Celso Filipe | cfilipe@negocios.pt19 de abril de 2018 às 23:00 |
Os acordos entre o Governo e o PSD em duas matérias, a descentralização (eufemismo para regionalização) e os fundos comunitários, têm sido vistos como uma ressuscitação do bloco central. Em termos teóricos, essa é uma evidência. Os dois partidos, do chamado arco do poder, chegam a acordo em assuntos estruturantes, uma novidade dos últimos tempos.
Mais, entendem-se quando o PS é Governo com uma maioria parlamentar à esquerda construída com o PCP e o Bloco de Esquerda, antagonistas políticos do PSD.
A partir daqui é possível construir uma série de cenários, todos eles plausíveis, sobre a estratégia de cada um dos partidos e a viabilidade da manutenção dos acordos à esquerda, atendendo a esta aproximação entre António Costa e Rui Rio. O PS coloca o PCP e o Bloco sob pressão, o PSD marginaliza o CDS. Não restam também dúvidas de que, com este compromisso, o Governo institucionaliza o PSD como o principal representante da oposição, um território que vinha sendo reclamado por Assunção Cristas.

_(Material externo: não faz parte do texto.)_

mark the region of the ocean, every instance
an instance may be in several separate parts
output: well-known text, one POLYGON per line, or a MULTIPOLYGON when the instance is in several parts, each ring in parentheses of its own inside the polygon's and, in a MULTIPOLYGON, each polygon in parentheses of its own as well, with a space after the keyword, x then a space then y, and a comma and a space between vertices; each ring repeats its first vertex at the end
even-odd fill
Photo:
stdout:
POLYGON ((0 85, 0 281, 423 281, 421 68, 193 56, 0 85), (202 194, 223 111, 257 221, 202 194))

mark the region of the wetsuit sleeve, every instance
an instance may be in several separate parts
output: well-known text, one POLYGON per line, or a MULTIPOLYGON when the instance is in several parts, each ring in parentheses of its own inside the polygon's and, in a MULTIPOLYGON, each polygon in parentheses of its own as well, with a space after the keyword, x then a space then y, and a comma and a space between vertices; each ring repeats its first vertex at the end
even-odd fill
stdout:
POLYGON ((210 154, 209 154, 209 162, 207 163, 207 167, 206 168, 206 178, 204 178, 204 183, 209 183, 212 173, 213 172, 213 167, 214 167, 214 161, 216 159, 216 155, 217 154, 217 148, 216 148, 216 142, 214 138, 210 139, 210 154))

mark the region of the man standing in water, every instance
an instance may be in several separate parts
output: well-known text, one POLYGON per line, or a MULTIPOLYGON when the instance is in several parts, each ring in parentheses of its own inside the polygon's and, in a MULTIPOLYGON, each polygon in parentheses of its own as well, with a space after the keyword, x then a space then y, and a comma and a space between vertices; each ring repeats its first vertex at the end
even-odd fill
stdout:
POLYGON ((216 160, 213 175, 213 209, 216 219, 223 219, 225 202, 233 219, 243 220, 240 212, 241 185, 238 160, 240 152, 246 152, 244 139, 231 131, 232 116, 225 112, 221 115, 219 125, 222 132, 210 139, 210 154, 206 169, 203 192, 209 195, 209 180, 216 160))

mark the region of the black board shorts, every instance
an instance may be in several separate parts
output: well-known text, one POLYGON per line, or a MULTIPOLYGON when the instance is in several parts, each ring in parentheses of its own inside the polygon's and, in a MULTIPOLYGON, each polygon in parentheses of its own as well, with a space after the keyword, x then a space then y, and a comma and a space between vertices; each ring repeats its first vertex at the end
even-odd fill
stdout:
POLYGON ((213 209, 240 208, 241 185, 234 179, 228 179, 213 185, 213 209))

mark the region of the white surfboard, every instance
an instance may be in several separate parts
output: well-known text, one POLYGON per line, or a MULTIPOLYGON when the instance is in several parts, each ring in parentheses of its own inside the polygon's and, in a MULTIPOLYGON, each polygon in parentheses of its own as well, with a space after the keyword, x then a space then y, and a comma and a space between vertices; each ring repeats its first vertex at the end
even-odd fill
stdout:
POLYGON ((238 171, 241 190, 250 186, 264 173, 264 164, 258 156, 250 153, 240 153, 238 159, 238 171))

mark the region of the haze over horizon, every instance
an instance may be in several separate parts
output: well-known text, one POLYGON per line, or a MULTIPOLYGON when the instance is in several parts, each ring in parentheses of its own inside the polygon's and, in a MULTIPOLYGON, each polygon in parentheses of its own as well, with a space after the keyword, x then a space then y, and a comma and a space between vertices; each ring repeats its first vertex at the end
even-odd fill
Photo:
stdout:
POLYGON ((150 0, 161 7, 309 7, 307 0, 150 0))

No meio da especulação sobre todos estes cenários, um maná para os analistas políticos, o essencial tem escapado. E o essencial é simples. Estes dois acordos têm uma finalidade mais comezinha, a perpetuação do "status quo". A descentralização interessa a quem? Em 308 câmaras municipais, o PS gere 158 e o PSD 98. Entre as forças políticas tradicionais só mais um partido, o PCP (ou melhor, a CDU) controla autarquias, neste caso, 24.
Ou seja, a descentralização, exibida como uma forma de tornar o país menos dependente do centralismo da capital, é um facto à medida dos fortes interesses locais que os dois partidos possuem, e será executada em função da sua preservação dessa representatividade.
Quanto aos fundos comunitários, a lógica é similar. O PS e o PSD foram sempre os partidos que, estando no Governo, tomaram conta dos dinheiros provenientes de Bruxelas. Como tal, é fundamental ter acesso aos mesmos (quanto mais melhor), para darem corpo e popularidade às suas políticas.
O bloco central que deu à costa nestes dois acordos tem mais que ver com os interesses dos dois partidos e menos com os do país. Isto é, PS e PSD estão essencialmente preocupados em garantir as bases para, no futuro, manterem a sua influência política. Se a descentralização será boa para o país é uma interrogação a que só o futuro responderá.